Monday, August 08, 2011

Roger Ebert is wrong

I agree with the wisdom of almost every thing that Ebert says in this article; but, he's missing a piece of the First Amendment and is confused about another piece. 

“Congress shall make no law respecting an establishment of religion, or prohibiting the free exercise thereof; or abridging the freedom of speech, or of the press; or the right of the people peaceably to assemble, and to petition the Government for a redress of grievances.”  U.S. Constitution.

“There are not two sides to the separation of Church and State. There is only this: They must be separated for the health of our democracy.”  Roger Ebert.

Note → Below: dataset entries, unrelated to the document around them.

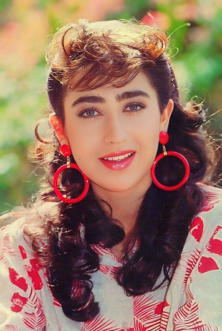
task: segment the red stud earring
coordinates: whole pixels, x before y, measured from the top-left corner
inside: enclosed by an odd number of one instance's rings
[[[169,135],[165,131],[161,131],[160,133],[159,141],[163,145],[163,153],[159,154],[155,159],[154,163],[151,167],[151,175],[153,182],[158,187],[166,191],[173,191],[181,187],[187,181],[190,175],[190,166],[186,158],[182,154],[173,151],[166,152],[165,145],[168,142],[168,140]],[[168,186],[163,185],[158,181],[155,175],[155,169],[158,163],[161,159],[167,155],[172,155],[178,158],[183,163],[185,167],[185,174],[183,178],[180,183],[174,186]]]
[[[55,172],[53,181],[54,190],[58,197],[64,202],[68,204],[76,203],[82,200],[87,194],[90,186],[90,179],[76,163],[70,163],[69,157],[72,154],[72,152],[69,146],[67,145],[61,145],[59,146],[59,149],[61,154],[67,158],[67,162],[66,164],[63,165],[59,167]],[[59,176],[60,174],[67,168],[72,168],[78,170],[81,173],[84,178],[84,187],[83,191],[80,195],[73,199],[68,199],[66,198],[66,195],[63,195],[59,191],[58,186],[58,179]]]

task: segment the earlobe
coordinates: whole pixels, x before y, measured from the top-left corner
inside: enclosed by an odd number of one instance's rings
[[[68,145],[69,144],[60,118],[57,117],[55,113],[51,113],[49,116],[49,121],[60,145],[65,144]]]

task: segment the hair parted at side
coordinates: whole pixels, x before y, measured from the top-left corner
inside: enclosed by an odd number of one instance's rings
[[[174,102],[167,147],[185,157],[190,174],[185,184],[175,191],[163,191],[153,183],[144,195],[125,248],[125,263],[116,275],[118,283],[129,296],[154,291],[170,281],[189,226],[206,198],[197,183],[214,183],[219,157],[214,150],[215,144],[205,129],[206,113],[202,105],[191,101],[183,108],[180,103],[176,81],[166,53],[167,45],[162,29],[135,19],[93,23],[79,20],[53,36],[46,56],[49,66],[49,112],[55,112],[63,124],[63,100],[67,91],[88,90],[107,83],[124,86],[140,71],[145,73],[157,91],[161,112],[170,98]],[[38,142],[36,146],[37,161],[47,175],[33,204],[37,211],[47,201],[58,201],[52,178],[65,161],[59,154],[58,147],[55,135],[51,144]],[[162,148],[159,144],[157,155]],[[75,162],[72,155],[71,160]],[[69,169],[64,173],[62,186],[74,198],[82,190],[82,178],[77,173],[71,175]],[[156,173],[161,182],[172,186],[183,176],[183,166],[175,158],[164,158]],[[99,260],[90,244],[111,247],[125,236],[118,220],[112,217],[111,209],[110,215],[104,212],[103,202],[96,199],[90,187],[78,204],[58,203],[59,212],[49,217],[47,221],[45,217],[37,217],[37,229],[27,232],[46,268],[53,295],[65,315],[76,321],[87,321],[99,311],[90,275],[98,270]],[[83,228],[83,232],[80,230]],[[138,237],[140,245],[132,256],[129,247]],[[162,271],[164,279],[159,283]]]

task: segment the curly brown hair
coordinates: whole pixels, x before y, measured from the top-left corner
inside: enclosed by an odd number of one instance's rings
[[[198,184],[215,185],[214,175],[220,157],[219,149],[216,152],[216,143],[205,129],[206,112],[202,105],[191,101],[183,108],[180,103],[166,52],[167,41],[161,28],[135,19],[91,23],[80,20],[53,35],[46,56],[50,65],[49,112],[55,112],[63,124],[63,100],[67,91],[90,90],[108,83],[116,87],[124,86],[139,72],[146,74],[157,91],[161,114],[170,98],[174,102],[167,147],[186,157],[190,174],[185,184],[176,191],[163,191],[152,183],[144,195],[125,246],[126,262],[116,275],[128,295],[154,291],[170,282],[189,226],[207,198]],[[52,130],[49,134],[51,143],[44,144],[42,140],[36,146],[37,161],[46,174],[34,204],[37,206],[47,201],[58,201],[52,178],[65,161],[59,154],[59,143]],[[157,155],[162,149],[159,144]],[[71,161],[75,162],[72,156]],[[181,180],[184,171],[181,162],[168,157],[159,163],[156,175],[161,182],[171,186]],[[74,177],[68,169],[61,181],[72,197],[82,190],[81,176],[77,174]],[[46,269],[54,296],[66,315],[77,321],[87,321],[99,311],[90,274],[99,269],[99,261],[90,244],[112,247],[125,235],[118,220],[112,218],[111,213],[111,215],[105,213],[101,203],[90,187],[85,198],[78,204],[58,203],[58,213],[47,218],[36,217],[35,227],[28,232]],[[80,231],[82,226],[83,234]],[[132,256],[130,246],[138,237],[140,244]],[[164,279],[158,284],[162,270]]]

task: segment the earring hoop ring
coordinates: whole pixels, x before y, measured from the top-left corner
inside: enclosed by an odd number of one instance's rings
[[[68,199],[66,197],[63,195],[59,191],[58,186],[58,177],[60,174],[67,168],[72,168],[78,170],[81,172],[84,178],[85,185],[83,191],[78,197],[73,199]],[[77,164],[75,163],[70,163],[68,166],[67,164],[63,165],[63,166],[61,166],[58,169],[57,169],[55,172],[53,177],[53,185],[56,194],[60,200],[64,201],[64,202],[66,202],[67,203],[75,204],[79,202],[82,200],[87,194],[90,186],[90,180],[89,178],[84,173]]]
[[[185,174],[183,178],[178,184],[173,186],[168,186],[165,185],[163,185],[158,181],[155,175],[155,169],[157,163],[161,159],[163,159],[165,156],[167,155],[171,155],[172,156],[175,156],[181,160],[183,163],[185,167]],[[151,167],[151,175],[152,179],[154,184],[156,185],[158,187],[162,190],[165,190],[166,191],[173,191],[174,190],[177,190],[179,188],[183,185],[186,183],[190,175],[190,166],[188,163],[187,160],[181,154],[178,153],[176,152],[174,152],[173,151],[170,151],[167,152],[167,155],[165,155],[164,153],[161,153],[159,154],[155,159],[155,161]]]

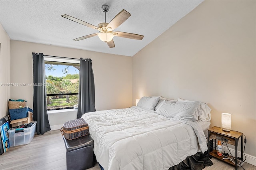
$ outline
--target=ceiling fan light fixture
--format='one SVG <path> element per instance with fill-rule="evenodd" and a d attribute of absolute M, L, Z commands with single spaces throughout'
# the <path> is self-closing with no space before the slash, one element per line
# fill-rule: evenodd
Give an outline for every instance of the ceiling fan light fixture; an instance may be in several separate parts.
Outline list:
<path fill-rule="evenodd" d="M 111 33 L 107 32 L 101 32 L 98 34 L 100 39 L 105 42 L 110 42 L 114 37 L 114 35 Z"/>

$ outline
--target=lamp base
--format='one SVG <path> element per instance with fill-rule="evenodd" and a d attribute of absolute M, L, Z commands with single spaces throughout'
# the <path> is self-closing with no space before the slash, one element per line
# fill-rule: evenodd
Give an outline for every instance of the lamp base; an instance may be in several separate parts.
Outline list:
<path fill-rule="evenodd" d="M 230 132 L 230 129 L 227 129 L 226 128 L 222 128 L 222 130 L 226 132 Z"/>

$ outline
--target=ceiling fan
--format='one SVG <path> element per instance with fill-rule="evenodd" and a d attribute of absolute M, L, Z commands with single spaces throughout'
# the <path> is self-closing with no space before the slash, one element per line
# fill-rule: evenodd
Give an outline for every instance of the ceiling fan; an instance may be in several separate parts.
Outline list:
<path fill-rule="evenodd" d="M 110 48 L 113 48 L 115 47 L 115 43 L 113 40 L 113 38 L 114 36 L 139 40 L 142 40 L 144 36 L 142 36 L 141 35 L 118 31 L 113 31 L 114 29 L 118 27 L 130 17 L 131 15 L 130 13 L 125 10 L 123 10 L 116 15 L 109 23 L 108 23 L 106 22 L 106 13 L 108 11 L 109 7 L 107 5 L 103 5 L 102 6 L 101 8 L 102 11 L 105 13 L 105 22 L 99 24 L 98 26 L 94 26 L 93 25 L 92 25 L 84 21 L 83 21 L 66 14 L 61 16 L 62 17 L 70 20 L 71 21 L 74 21 L 80 24 L 92 28 L 96 29 L 100 32 L 100 33 L 94 33 L 79 37 L 79 38 L 74 39 L 73 40 L 80 41 L 98 36 L 101 40 L 108 44 Z"/>

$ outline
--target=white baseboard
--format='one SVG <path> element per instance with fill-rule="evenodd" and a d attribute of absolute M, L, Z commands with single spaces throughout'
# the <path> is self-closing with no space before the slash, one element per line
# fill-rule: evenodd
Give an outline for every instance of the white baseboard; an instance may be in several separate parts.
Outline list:
<path fill-rule="evenodd" d="M 60 130 L 60 128 L 63 126 L 63 125 L 57 125 L 51 126 L 51 130 Z"/>
<path fill-rule="evenodd" d="M 213 142 L 213 146 L 214 147 L 214 142 Z M 235 156 L 236 155 L 236 150 L 235 149 L 232 149 L 232 148 L 230 148 L 228 147 L 229 148 L 229 150 L 230 151 L 230 153 L 233 156 Z M 225 151 L 225 152 L 229 153 L 229 151 L 228 151 L 228 147 L 226 146 L 222 146 L 222 152 Z M 253 156 L 248 154 L 246 153 L 244 153 L 245 154 L 245 156 L 246 156 L 246 159 L 245 160 L 244 162 L 247 162 L 248 164 L 251 164 L 252 165 L 254 165 L 254 166 L 256 166 L 256 157 L 254 156 Z M 241 155 L 241 152 L 239 151 L 237 151 L 237 155 L 238 157 L 240 157 Z M 245 158 L 244 156 L 244 155 L 243 155 L 243 158 L 244 160 Z"/>

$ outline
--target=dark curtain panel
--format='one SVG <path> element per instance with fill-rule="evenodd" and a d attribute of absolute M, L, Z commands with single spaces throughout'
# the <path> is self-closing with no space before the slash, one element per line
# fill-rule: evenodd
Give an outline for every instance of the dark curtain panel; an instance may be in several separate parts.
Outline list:
<path fill-rule="evenodd" d="M 94 79 L 91 59 L 80 59 L 79 74 L 77 119 L 86 113 L 95 111 Z"/>
<path fill-rule="evenodd" d="M 34 97 L 33 120 L 36 121 L 36 133 L 44 134 L 51 130 L 46 105 L 44 57 L 42 53 L 32 53 Z"/>

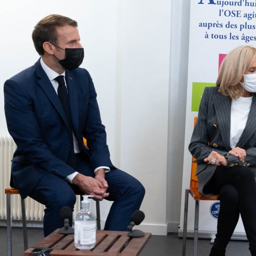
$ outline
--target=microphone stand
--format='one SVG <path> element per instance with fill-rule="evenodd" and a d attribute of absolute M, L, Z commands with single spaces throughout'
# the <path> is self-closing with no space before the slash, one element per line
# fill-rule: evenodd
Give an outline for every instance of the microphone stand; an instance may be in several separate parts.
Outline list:
<path fill-rule="evenodd" d="M 132 228 L 135 225 L 135 223 L 133 222 L 131 222 L 130 225 L 127 227 L 127 229 L 130 232 L 127 234 L 128 237 L 144 237 L 145 236 L 144 233 L 139 230 L 132 230 Z"/>

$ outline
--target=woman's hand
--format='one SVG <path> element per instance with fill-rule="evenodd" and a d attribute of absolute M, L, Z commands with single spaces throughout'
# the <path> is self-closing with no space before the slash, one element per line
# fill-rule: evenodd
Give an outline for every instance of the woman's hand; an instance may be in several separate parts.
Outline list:
<path fill-rule="evenodd" d="M 215 151 L 212 151 L 208 157 L 205 158 L 203 161 L 211 165 L 224 166 L 226 166 L 228 163 L 228 159 Z"/>
<path fill-rule="evenodd" d="M 238 147 L 234 147 L 230 150 L 228 154 L 237 157 L 239 158 L 239 160 L 240 160 L 240 161 L 242 163 L 245 162 L 245 159 L 246 156 L 246 152 L 245 152 L 245 151 L 242 148 Z"/>

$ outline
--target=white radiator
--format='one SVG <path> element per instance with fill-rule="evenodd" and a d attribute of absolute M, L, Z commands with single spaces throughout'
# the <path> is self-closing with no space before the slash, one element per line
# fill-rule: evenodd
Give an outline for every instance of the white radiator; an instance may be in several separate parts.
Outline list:
<path fill-rule="evenodd" d="M 16 146 L 10 136 L 0 135 L 0 219 L 6 219 L 6 196 L 4 189 L 10 188 L 11 160 Z M 80 207 L 79 196 L 77 196 L 77 202 L 75 206 L 74 212 Z M 22 220 L 20 197 L 12 195 L 11 198 L 11 218 L 12 220 Z M 28 221 L 42 221 L 44 216 L 43 205 L 30 197 L 25 200 L 26 215 Z M 73 218 L 74 219 L 74 218 Z"/>

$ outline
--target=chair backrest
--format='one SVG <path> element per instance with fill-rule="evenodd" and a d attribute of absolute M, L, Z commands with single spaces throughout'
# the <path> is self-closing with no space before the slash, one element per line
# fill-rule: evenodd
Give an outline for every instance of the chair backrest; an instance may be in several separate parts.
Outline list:
<path fill-rule="evenodd" d="M 197 120 L 197 117 L 196 117 L 194 118 L 194 127 Z M 196 163 L 194 162 L 196 160 L 196 158 L 192 157 L 192 163 L 191 165 L 191 175 L 190 176 L 190 189 L 191 188 L 198 188 L 198 181 L 197 178 L 196 176 L 196 167 L 197 164 Z"/>

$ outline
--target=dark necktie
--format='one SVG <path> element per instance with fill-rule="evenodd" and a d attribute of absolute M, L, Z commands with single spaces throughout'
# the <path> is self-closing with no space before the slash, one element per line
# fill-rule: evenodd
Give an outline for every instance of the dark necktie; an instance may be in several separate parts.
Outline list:
<path fill-rule="evenodd" d="M 67 159 L 67 163 L 75 169 L 75 152 L 74 151 L 74 143 L 73 141 L 73 134 L 72 132 L 72 122 L 71 121 L 71 115 L 70 114 L 70 109 L 69 108 L 69 100 L 68 94 L 68 90 L 65 84 L 64 75 L 59 75 L 55 78 L 55 80 L 59 83 L 58 87 L 58 96 L 62 104 L 64 111 L 67 117 L 67 119 L 69 126 L 69 130 L 71 133 L 71 141 L 70 142 L 70 147 L 68 156 Z"/>

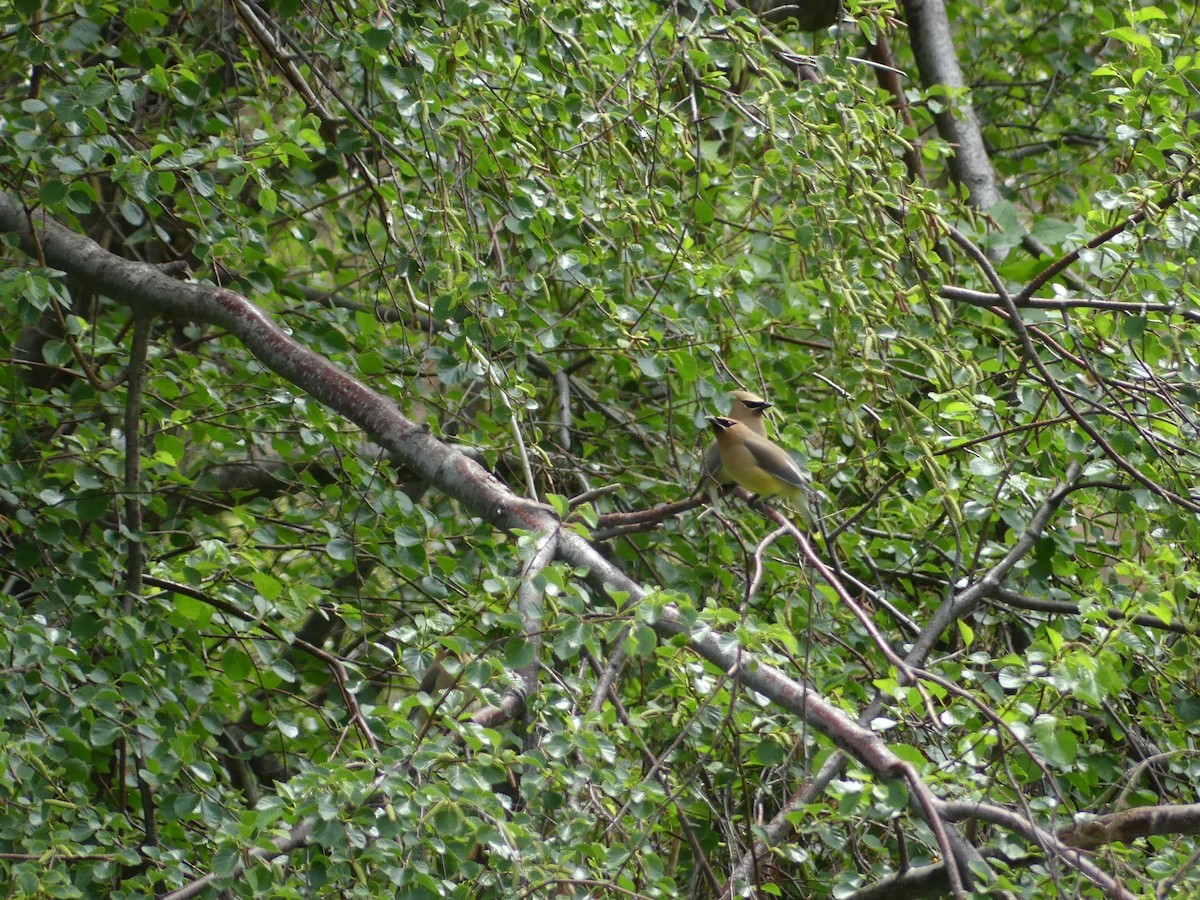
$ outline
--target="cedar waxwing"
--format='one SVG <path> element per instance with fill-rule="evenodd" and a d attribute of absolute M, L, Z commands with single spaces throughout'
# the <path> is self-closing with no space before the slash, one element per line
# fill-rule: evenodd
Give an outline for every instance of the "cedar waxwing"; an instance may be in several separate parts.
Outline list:
<path fill-rule="evenodd" d="M 812 521 L 804 475 L 791 454 L 739 421 L 722 415 L 707 418 L 716 436 L 721 468 L 730 478 L 760 497 L 791 500 L 806 522 Z"/>
<path fill-rule="evenodd" d="M 742 422 L 750 431 L 761 438 L 767 437 L 767 428 L 763 426 L 762 414 L 770 409 L 770 403 L 750 391 L 733 391 L 733 406 L 730 407 L 730 419 Z M 700 466 L 700 484 L 692 491 L 695 497 L 701 491 L 708 490 L 715 499 L 718 485 L 732 485 L 733 479 L 721 466 L 721 451 L 714 440 L 704 450 L 704 460 Z"/>

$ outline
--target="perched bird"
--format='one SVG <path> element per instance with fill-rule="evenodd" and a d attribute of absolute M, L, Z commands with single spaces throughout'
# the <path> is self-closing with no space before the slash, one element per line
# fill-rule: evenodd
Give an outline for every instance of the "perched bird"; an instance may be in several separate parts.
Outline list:
<path fill-rule="evenodd" d="M 750 431 L 761 438 L 767 437 L 767 428 L 763 426 L 762 414 L 770 409 L 770 403 L 750 391 L 733 391 L 733 406 L 730 407 L 730 419 L 742 422 Z M 704 450 L 704 458 L 700 466 L 700 484 L 692 491 L 692 496 L 708 491 L 715 498 L 718 485 L 732 485 L 730 476 L 721 466 L 721 451 L 714 440 Z"/>
<path fill-rule="evenodd" d="M 791 454 L 734 419 L 707 419 L 716 437 L 721 468 L 730 478 L 760 497 L 791 500 L 806 522 L 812 521 L 804 474 Z"/>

“Separation of Church and State” is a legal construct that is intended to ensure that government doesn’t get into the religious favoritism and anti-religion business.  In the meantime, people, under the “freedom” clause get to say and do pretty much what they like, including advocating an establishment of religion or trying to convince people that they have the one true religion and other contenders should be stomped.

Governor Perry, the other headliners and the 30,000 people that showed up at the “Response” rally on Saturday are a perfect example of how the First Amendment works.  They, not a government, organized it.  They assembled, spoke and prayed to their hearts content.  They may have petitioned the government.  The “press” rallied round them or against them, including Mr. Ebert.  No laws were passed.  No government did anything, just people.

The “Response” rally and how everyone reacted to it, is exactly how things in this country should go.  Are they right as to what they want?  If their God can help, great, though I don’t think our country’s political disputes are high on the celestial to do list.


The Curmudgeon said...

Dave, I am a big Roger Ebert fan. I look forward to my Friday morning train ride when I eagerly read his reviews of movies I will never see.

But, yes, he is wrong on this.

A governor, a senator, a President -- all can shout their religious views, broad or narrow, from the highest mountaintop without violating the separation of Church and State. Gov. Perry, however much his personal religious views may make me squeamish, has the right to have his rally -- as long as it wasn't on state property or paid for at state expense.

In fact, to the extent that he may put himself forward as a presidential candidate (depending on whether God gives him the OK, apparently), it was a good thing that Gov. Perry held his rally. He is not hiding his views; he is putting them out there for the people to see... and evaluate.

But you've picked (and Mr. Ebert has fumbled) the easy case. It gets harder when someone holding his views is picking out public school textbooks, because he can not help but bring his religious viewpoint to the process. On the other hand, if the folks down there elected him and that's among his assigned tasks, as long as the books selected aren't overtly religious, where can the line be properly drawn?

Dave said...

Curmudgeon, I think, God forbid, he were elected nationally, or acts as the Texas Governor to make a religious decision, I think it's okay as long as it isn't a crazy violation of a constitution. Even then, that's what constitutions and their due process and equal protection clauses, indeed, the Ninth and Tenth Amendments and the courts are for.

Dave said...

And, if you like the reviews, read his blog - very often, very good.